This 2-day advanced-level course will critically analyse the regulations covered in our 2-day introductory course Understanding the Medical Device Regulation by answering the following questions; what is the process, and what do I need to include to meet regulatory expectations?
These questions will be answered in the context of technical documentation, the vigilance system, the regulatory hierarchy in the EU, labelling, clinical evaluations and investigations, post-market surveillance and post-market clinical follow-up studies.
In addition, this course will critically examine the Medical Device Regulation (MDR) by outlining the reasons for its development, the key regulatory updates to be aware of and what changes the industry must facilitate to ensure continuing compliance for their products.
Delegates will be able to cement this knowledge through case studies and practical exercises, with additional time on the course provided to discuss the implications of Brexit.

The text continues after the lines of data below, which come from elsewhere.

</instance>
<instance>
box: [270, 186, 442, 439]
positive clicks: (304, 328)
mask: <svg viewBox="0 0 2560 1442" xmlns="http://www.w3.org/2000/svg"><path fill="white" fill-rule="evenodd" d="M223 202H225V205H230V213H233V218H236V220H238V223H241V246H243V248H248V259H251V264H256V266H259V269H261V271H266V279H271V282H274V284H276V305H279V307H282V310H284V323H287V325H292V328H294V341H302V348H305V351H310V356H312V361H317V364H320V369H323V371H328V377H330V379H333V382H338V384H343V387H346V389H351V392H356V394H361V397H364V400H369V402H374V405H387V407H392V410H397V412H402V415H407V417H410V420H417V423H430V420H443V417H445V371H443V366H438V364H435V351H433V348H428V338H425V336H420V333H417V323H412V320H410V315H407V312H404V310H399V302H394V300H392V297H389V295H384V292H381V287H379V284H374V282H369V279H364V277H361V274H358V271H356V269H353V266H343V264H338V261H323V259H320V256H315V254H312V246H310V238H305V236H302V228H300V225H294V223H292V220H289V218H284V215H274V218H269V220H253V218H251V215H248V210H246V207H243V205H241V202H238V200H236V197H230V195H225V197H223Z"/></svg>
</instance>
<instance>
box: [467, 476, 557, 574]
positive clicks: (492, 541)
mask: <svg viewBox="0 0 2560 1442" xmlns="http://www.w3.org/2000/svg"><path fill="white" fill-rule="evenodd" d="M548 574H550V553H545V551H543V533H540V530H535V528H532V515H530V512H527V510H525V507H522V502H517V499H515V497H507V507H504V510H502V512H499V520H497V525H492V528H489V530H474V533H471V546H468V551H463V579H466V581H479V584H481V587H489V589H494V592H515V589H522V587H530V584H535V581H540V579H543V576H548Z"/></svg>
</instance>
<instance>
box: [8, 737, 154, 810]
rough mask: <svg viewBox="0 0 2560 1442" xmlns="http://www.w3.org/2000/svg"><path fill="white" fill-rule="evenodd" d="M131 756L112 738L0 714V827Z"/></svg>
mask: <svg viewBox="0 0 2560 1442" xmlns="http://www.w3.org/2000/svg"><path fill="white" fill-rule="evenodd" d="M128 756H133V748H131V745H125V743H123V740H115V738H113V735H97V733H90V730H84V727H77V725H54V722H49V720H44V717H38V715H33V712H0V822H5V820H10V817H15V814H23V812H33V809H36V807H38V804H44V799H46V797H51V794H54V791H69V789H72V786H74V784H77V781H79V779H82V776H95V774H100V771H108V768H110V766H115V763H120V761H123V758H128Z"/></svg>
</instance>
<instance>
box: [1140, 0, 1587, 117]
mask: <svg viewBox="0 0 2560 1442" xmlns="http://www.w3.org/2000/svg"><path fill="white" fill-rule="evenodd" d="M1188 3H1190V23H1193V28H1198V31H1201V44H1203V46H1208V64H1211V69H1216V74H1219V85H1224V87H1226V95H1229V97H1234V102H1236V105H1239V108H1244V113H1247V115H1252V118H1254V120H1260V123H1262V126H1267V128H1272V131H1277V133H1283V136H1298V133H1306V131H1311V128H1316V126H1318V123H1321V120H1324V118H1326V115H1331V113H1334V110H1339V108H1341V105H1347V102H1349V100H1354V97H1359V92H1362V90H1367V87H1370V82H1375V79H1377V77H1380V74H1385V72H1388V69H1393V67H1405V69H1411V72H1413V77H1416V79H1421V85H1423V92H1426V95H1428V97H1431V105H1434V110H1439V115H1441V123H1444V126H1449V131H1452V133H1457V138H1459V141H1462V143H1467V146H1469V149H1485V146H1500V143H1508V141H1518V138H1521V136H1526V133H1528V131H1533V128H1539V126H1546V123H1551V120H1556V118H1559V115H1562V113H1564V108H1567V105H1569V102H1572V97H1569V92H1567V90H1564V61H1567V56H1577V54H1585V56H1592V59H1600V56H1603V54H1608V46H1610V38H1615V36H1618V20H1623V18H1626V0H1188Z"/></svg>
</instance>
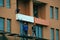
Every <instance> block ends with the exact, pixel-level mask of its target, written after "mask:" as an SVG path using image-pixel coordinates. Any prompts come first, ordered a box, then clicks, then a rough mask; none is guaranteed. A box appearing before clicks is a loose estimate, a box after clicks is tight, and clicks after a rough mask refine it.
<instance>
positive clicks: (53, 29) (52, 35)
mask: <svg viewBox="0 0 60 40" xmlns="http://www.w3.org/2000/svg"><path fill="white" fill-rule="evenodd" d="M50 34H51V35H50V37H51V40H54V29H52V28H51V29H50Z"/></svg>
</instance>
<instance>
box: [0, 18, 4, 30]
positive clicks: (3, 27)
mask: <svg viewBox="0 0 60 40" xmlns="http://www.w3.org/2000/svg"><path fill="white" fill-rule="evenodd" d="M0 30H4V19H3V18H0Z"/></svg>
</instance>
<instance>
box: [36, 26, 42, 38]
mask: <svg viewBox="0 0 60 40" xmlns="http://www.w3.org/2000/svg"><path fill="white" fill-rule="evenodd" d="M42 35H43V28H42V27H41V26H36V37H39V38H42Z"/></svg>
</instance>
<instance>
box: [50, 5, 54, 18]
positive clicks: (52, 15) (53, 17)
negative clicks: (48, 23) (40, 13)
mask: <svg viewBox="0 0 60 40" xmlns="http://www.w3.org/2000/svg"><path fill="white" fill-rule="evenodd" d="M50 18H51V19H53V18H54V7H53V6H50Z"/></svg>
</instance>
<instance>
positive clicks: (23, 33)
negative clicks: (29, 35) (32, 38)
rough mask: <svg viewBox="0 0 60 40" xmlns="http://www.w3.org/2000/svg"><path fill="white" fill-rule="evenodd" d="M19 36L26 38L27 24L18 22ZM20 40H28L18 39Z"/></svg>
mask: <svg viewBox="0 0 60 40" xmlns="http://www.w3.org/2000/svg"><path fill="white" fill-rule="evenodd" d="M20 35H21V36H28V24H26V23H24V22H22V21H20ZM20 40H28V39H27V38H20Z"/></svg>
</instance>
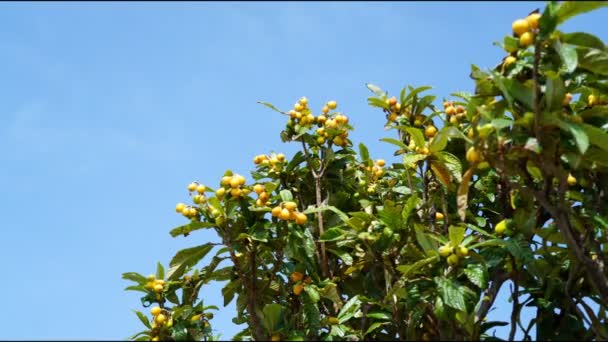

Richard Young has over 20 years’ experience in the medical device industry with products such as class 3 implants to electromedical infusion systems. He has extensive experience in regulatory affairs, GMP (quality), GLP (laboratory testing) and clinical affairs. Richard has held various positions within industry such as QA/RA Manager and Director Quality Assurance and Regulatory Compliance at various companies including Biomet, Plasma Surgical and Zimmer Limited
This course is aimed at individuals with a minimum of 3 – 5 years’ experience or those who are a senior level within regulatory affairs for medical devices as the course focuses on managerial and leadership development.